By Ishaya Ibrahim
Nigeria’s minister of state for petroleum and its representative at the Vienna meeting of Organisation of Petroleum Exporting Countries (OPEC) ministers, Ibe Kachikwu, has said that the majority of members are lining behind one million barrel-per-day addition to oil production.
OPEC ministers are divided along pro and anti United States line in the decision to either increase production output or maintain status quo.
The U.S. wants increased production which would eventually set oil price on downward slope, a major booster for its economy. Saudi Arabia is rallying support for this position because it has the capacity to absorb new production allocation and profit from it.
But Iran and Venezuela, currently under grueling U.S. sanctions and unable to absorb new production increase, are opposing it.
Although Nigeria is not opposing production increase, it also falls among the countries that can’t take advantage of whatever allocation that is added to it.
Meanwhile, any increase in production output would deplete oil revenue for countries that can’t make use of it. Oil price currently hovers around $74 per-barrel. Kachikwu told Bloomber T that it could slide to mid $60 if the increase is ratified.
But the one million barrel additions to the market would in reality be about 700,000 barrels because majority of the 24 oil producers lack the capacity to bear more load. It is expected that 80 percent of the new addition would be borne by Saudi Arabia and Russia whose oil industries are in advanced stage.
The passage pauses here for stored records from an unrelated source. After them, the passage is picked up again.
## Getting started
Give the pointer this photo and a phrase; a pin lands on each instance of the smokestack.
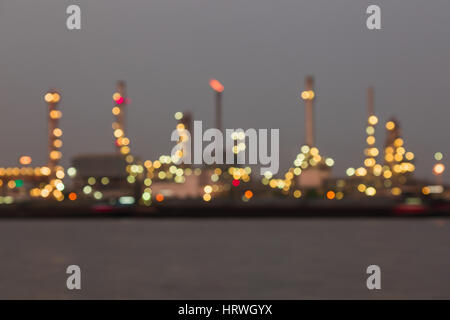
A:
(370, 101)
(218, 88)
(308, 96)
(122, 90)
(54, 132)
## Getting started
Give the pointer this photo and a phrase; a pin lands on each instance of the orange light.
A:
(25, 160)
(248, 194)
(216, 85)
(72, 196)
(331, 195)
(438, 169)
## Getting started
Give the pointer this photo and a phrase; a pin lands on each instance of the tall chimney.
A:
(370, 101)
(308, 96)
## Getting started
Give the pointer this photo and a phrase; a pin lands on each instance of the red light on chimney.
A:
(216, 85)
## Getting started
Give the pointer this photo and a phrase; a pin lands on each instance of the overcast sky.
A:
(261, 50)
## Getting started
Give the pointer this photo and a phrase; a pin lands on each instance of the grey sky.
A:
(261, 50)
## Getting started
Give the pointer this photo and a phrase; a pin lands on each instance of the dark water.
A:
(215, 259)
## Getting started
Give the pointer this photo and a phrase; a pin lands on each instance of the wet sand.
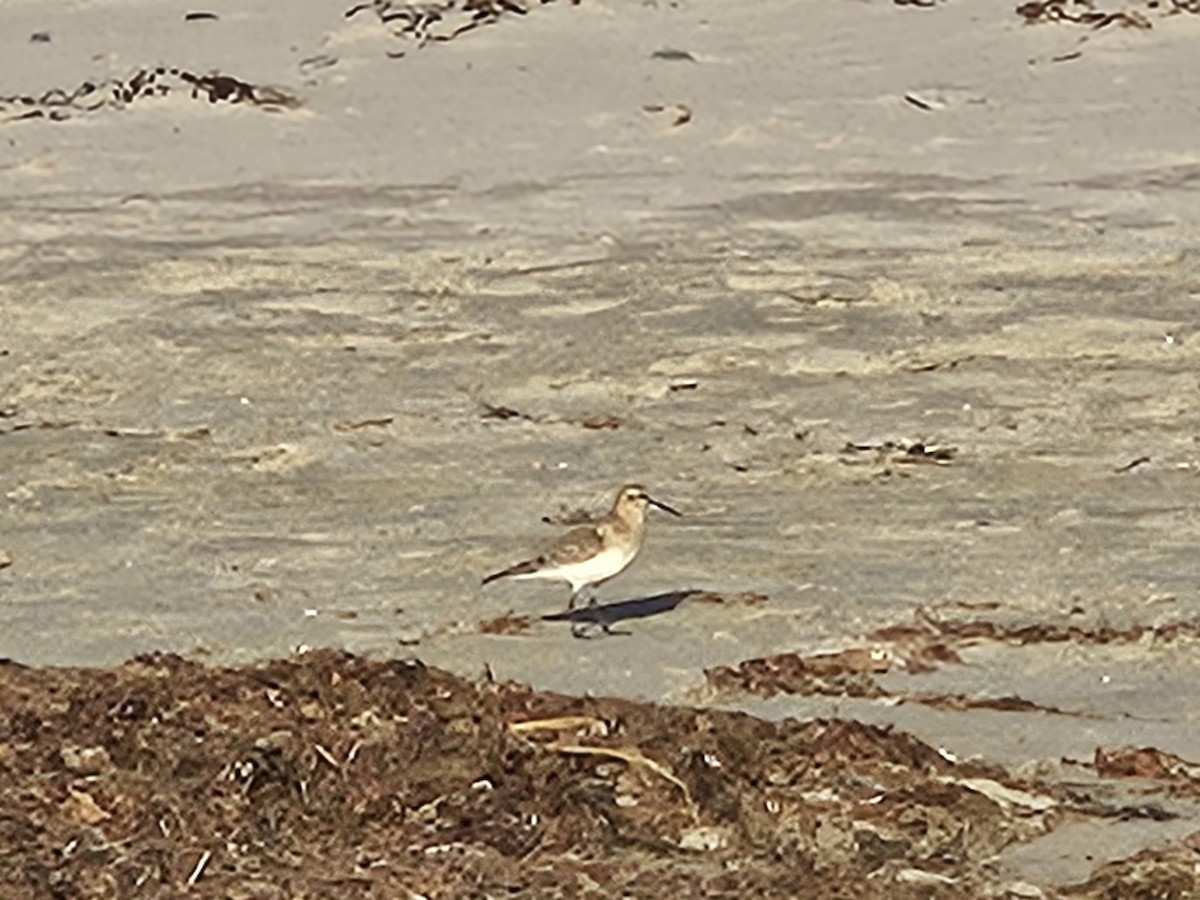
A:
(901, 318)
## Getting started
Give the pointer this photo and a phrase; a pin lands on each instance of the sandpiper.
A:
(593, 553)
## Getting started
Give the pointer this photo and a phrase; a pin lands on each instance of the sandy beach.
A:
(311, 318)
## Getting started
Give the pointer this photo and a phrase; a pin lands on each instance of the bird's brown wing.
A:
(576, 545)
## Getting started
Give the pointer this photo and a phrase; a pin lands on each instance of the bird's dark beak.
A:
(663, 507)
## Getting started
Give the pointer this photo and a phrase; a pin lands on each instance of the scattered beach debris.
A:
(90, 96)
(441, 21)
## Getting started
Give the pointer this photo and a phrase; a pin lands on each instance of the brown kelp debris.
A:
(439, 21)
(1151, 763)
(966, 633)
(330, 775)
(1168, 873)
(505, 624)
(59, 103)
(900, 451)
(921, 647)
(850, 673)
(1090, 13)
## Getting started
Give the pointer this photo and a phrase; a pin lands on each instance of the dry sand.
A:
(898, 304)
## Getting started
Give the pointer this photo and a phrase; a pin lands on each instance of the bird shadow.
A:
(605, 616)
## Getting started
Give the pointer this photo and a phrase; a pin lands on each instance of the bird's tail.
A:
(519, 569)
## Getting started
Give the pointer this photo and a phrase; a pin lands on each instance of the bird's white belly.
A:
(589, 571)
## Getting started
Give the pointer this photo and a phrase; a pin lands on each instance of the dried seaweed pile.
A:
(1092, 15)
(439, 21)
(59, 103)
(333, 777)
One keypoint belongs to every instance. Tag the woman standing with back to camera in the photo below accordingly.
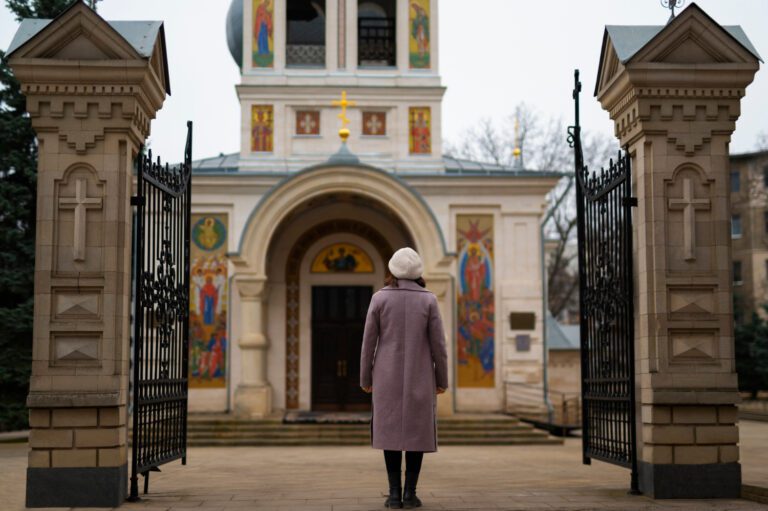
(404, 363)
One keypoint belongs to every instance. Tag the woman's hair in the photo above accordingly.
(391, 280)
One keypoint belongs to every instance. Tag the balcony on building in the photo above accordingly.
(305, 39)
(376, 33)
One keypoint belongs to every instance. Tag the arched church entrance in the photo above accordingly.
(327, 258)
(311, 254)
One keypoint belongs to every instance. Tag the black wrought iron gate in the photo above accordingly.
(603, 202)
(161, 305)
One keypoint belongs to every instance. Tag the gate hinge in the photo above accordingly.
(630, 202)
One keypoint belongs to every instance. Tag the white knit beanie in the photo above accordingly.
(406, 264)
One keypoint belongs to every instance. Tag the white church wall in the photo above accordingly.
(517, 214)
(237, 197)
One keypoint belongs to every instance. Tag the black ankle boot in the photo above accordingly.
(410, 500)
(395, 499)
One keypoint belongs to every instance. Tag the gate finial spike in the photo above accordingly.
(672, 5)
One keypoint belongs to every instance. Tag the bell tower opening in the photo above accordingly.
(376, 33)
(305, 37)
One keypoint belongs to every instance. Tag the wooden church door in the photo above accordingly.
(338, 320)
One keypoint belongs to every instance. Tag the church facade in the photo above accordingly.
(291, 236)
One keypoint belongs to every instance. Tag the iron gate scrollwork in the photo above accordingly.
(604, 201)
(161, 306)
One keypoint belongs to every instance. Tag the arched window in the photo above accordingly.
(305, 40)
(376, 30)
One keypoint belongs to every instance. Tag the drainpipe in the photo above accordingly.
(545, 301)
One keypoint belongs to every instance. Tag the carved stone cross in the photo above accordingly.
(80, 203)
(374, 124)
(689, 204)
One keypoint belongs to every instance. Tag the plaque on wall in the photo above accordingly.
(523, 342)
(522, 320)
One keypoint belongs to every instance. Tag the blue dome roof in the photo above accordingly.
(235, 31)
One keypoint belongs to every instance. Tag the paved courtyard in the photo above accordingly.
(353, 478)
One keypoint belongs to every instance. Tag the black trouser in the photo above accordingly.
(394, 460)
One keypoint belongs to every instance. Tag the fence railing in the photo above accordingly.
(526, 401)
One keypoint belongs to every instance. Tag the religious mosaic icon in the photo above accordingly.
(307, 122)
(418, 44)
(262, 128)
(263, 39)
(374, 124)
(208, 295)
(475, 301)
(420, 130)
(342, 258)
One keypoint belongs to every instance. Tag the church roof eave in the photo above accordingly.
(228, 164)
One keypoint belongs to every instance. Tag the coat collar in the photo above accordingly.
(409, 285)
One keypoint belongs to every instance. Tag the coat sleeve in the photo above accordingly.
(370, 340)
(437, 344)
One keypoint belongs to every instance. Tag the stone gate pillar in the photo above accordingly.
(92, 89)
(674, 94)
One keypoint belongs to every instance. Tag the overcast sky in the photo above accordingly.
(494, 54)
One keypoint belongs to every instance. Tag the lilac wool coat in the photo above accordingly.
(403, 358)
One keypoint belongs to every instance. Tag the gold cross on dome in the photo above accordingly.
(343, 103)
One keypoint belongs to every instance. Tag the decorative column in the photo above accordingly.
(253, 396)
(674, 94)
(90, 95)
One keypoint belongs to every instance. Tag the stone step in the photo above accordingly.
(460, 429)
(510, 440)
(357, 434)
(346, 427)
(754, 493)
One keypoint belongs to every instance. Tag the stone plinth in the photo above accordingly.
(253, 396)
(674, 94)
(91, 95)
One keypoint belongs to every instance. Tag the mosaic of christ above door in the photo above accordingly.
(475, 301)
(208, 302)
(342, 258)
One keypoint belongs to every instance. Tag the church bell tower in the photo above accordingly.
(296, 57)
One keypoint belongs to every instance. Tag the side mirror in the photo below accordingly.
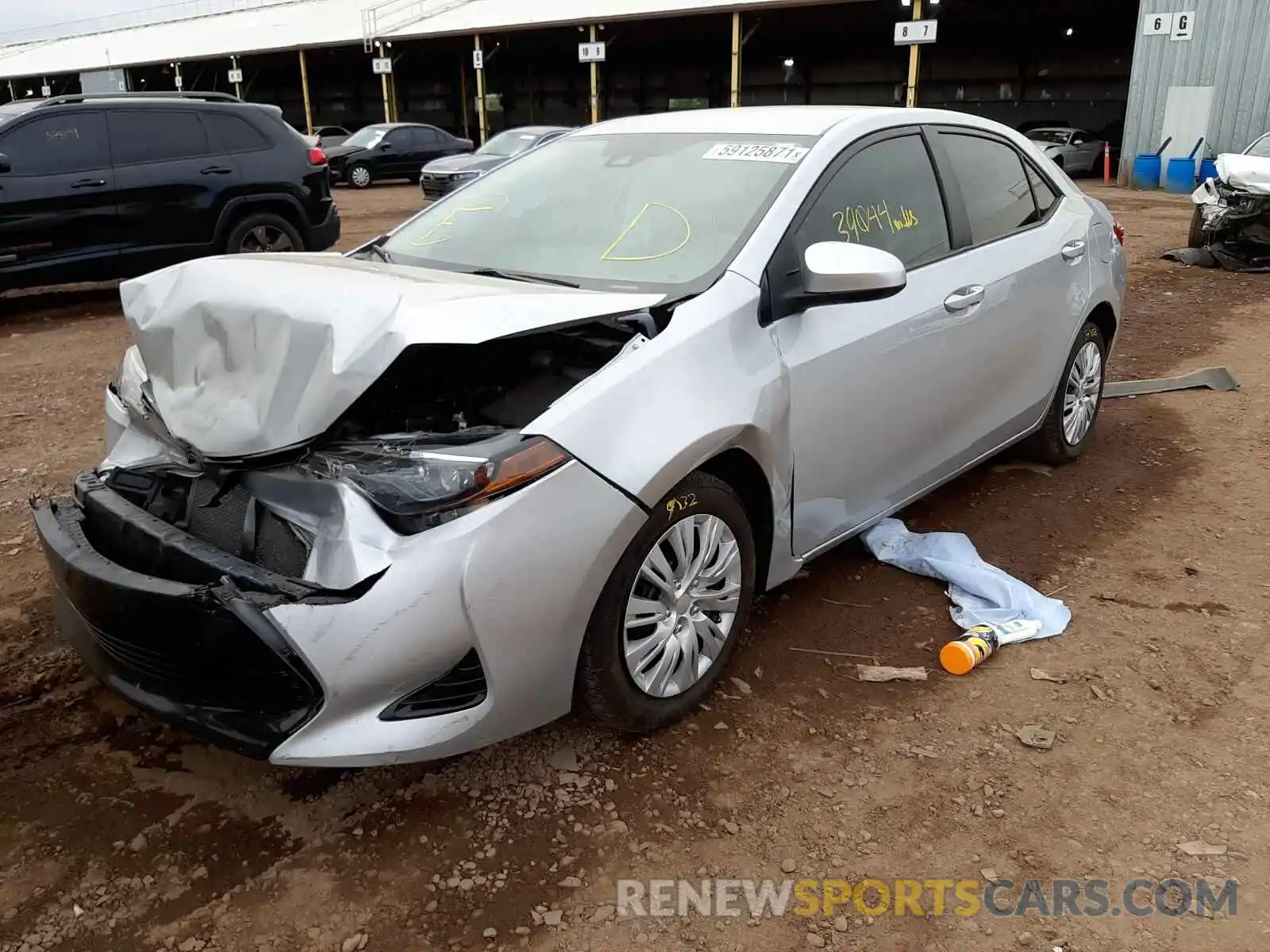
(845, 271)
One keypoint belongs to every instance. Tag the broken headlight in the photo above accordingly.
(417, 482)
(127, 380)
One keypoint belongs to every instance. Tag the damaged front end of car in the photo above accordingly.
(238, 498)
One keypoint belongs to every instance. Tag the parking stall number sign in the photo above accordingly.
(908, 32)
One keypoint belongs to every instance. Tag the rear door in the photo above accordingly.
(57, 202)
(171, 186)
(1028, 257)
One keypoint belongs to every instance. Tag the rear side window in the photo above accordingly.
(233, 133)
(156, 136)
(994, 184)
(1041, 190)
(51, 145)
(888, 197)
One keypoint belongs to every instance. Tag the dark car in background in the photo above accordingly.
(444, 175)
(391, 150)
(112, 186)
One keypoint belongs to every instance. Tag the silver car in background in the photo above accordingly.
(1076, 152)
(545, 442)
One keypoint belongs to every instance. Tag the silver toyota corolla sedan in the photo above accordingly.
(544, 443)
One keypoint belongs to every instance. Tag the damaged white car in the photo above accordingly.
(544, 442)
(1232, 211)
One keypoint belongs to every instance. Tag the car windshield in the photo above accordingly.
(1261, 148)
(648, 211)
(368, 137)
(508, 144)
(1056, 136)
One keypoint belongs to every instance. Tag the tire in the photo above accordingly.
(606, 685)
(1197, 236)
(1052, 443)
(264, 232)
(359, 175)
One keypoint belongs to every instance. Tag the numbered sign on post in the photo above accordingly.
(908, 32)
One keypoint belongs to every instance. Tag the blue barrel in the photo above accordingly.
(1146, 171)
(1180, 175)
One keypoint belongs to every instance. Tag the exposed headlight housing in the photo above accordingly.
(129, 378)
(417, 484)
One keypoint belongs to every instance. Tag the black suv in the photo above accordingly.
(102, 187)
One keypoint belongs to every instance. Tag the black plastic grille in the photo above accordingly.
(461, 687)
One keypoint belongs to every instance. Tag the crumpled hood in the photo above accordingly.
(1246, 173)
(249, 355)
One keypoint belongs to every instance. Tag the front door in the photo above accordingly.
(171, 186)
(57, 200)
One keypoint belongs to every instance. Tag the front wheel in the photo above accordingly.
(1075, 409)
(360, 177)
(673, 609)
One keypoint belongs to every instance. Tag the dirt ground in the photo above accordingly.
(120, 835)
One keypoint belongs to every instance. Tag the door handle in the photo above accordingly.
(964, 298)
(1073, 251)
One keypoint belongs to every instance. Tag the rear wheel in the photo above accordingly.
(264, 232)
(1075, 408)
(672, 611)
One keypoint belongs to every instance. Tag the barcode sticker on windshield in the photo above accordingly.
(779, 152)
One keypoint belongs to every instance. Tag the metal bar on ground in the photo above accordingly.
(304, 83)
(480, 89)
(595, 83)
(736, 60)
(914, 61)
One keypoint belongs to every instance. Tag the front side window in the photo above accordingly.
(368, 137)
(52, 145)
(156, 136)
(624, 213)
(886, 197)
(994, 184)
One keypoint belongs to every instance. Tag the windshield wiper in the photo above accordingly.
(376, 248)
(514, 276)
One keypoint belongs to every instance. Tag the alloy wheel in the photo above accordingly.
(683, 606)
(1083, 393)
(266, 238)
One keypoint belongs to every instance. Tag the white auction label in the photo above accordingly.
(779, 152)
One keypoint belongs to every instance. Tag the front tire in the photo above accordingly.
(673, 609)
(1075, 409)
(359, 175)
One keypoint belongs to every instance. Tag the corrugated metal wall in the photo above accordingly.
(1230, 51)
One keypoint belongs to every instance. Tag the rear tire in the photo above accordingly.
(264, 232)
(616, 651)
(1075, 408)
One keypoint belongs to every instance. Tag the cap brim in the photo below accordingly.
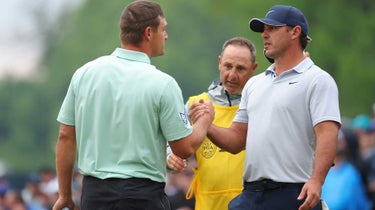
(257, 24)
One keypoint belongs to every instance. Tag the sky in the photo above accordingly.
(21, 43)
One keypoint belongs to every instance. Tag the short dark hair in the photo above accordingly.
(241, 41)
(136, 17)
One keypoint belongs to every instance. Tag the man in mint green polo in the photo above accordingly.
(117, 117)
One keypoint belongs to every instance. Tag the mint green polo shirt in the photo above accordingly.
(124, 111)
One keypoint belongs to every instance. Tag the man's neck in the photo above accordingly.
(140, 48)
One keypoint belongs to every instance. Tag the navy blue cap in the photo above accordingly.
(281, 15)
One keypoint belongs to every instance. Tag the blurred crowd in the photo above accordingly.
(38, 193)
(350, 183)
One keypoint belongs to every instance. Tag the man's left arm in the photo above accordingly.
(326, 136)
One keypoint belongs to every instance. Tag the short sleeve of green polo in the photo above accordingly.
(173, 120)
(66, 114)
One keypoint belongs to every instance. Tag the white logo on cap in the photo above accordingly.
(269, 12)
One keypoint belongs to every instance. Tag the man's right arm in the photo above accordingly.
(185, 147)
(65, 161)
(232, 139)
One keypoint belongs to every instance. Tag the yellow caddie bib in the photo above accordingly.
(218, 177)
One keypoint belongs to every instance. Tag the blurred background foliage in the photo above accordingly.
(343, 33)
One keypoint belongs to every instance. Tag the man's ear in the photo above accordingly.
(147, 33)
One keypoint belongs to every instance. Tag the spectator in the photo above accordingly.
(343, 188)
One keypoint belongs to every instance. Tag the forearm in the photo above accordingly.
(231, 139)
(65, 161)
(193, 141)
(325, 150)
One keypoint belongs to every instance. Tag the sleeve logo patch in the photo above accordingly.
(184, 118)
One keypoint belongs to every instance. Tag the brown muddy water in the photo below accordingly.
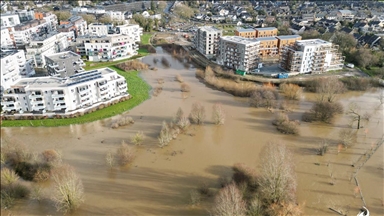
(159, 180)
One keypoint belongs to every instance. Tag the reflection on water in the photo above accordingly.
(158, 183)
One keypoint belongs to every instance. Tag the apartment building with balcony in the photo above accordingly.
(6, 39)
(246, 33)
(9, 19)
(238, 53)
(41, 46)
(266, 32)
(24, 32)
(56, 94)
(268, 47)
(311, 56)
(64, 64)
(78, 23)
(111, 47)
(286, 40)
(206, 40)
(13, 67)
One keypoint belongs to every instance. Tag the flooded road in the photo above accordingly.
(159, 180)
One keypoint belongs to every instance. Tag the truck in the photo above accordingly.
(282, 76)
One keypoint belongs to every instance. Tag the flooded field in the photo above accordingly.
(159, 180)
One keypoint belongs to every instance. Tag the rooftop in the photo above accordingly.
(209, 28)
(240, 40)
(6, 53)
(266, 38)
(288, 36)
(266, 29)
(246, 30)
(56, 82)
(313, 42)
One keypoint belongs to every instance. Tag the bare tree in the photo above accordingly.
(229, 202)
(197, 114)
(218, 115)
(277, 178)
(328, 88)
(68, 191)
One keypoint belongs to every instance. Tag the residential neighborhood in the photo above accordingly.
(204, 107)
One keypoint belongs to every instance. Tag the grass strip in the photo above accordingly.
(138, 88)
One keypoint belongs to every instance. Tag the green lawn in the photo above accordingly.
(136, 87)
(142, 52)
(145, 38)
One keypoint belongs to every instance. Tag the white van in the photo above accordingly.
(350, 65)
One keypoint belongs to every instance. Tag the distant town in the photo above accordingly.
(53, 42)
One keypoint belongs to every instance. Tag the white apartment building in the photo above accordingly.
(115, 15)
(51, 43)
(9, 20)
(13, 66)
(23, 33)
(111, 47)
(54, 94)
(311, 56)
(6, 40)
(238, 53)
(98, 29)
(206, 40)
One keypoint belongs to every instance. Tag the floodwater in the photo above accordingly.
(159, 180)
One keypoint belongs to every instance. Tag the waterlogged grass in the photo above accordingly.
(137, 88)
(142, 52)
(145, 38)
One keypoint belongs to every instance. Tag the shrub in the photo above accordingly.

Kachikwu also revealed that Nigeria is currently producing 1.7 to 2 million barrels-per-day of crude oil, which is still far lower than the 2.3 million barrels-per-day it used in its 2018 budget.
On the state of Nigeria’s refineries, Kachikwu said they are not performing. He is however hopeful that negotiations with third party investor would have been completed in December this year.
He also said that the Dangote 650,000 barrels-per-day refinery, and two other modular refineries which would soon come on stream in the Niger Delta, would make Nigeria a net exporter of refined petroleum by 2020.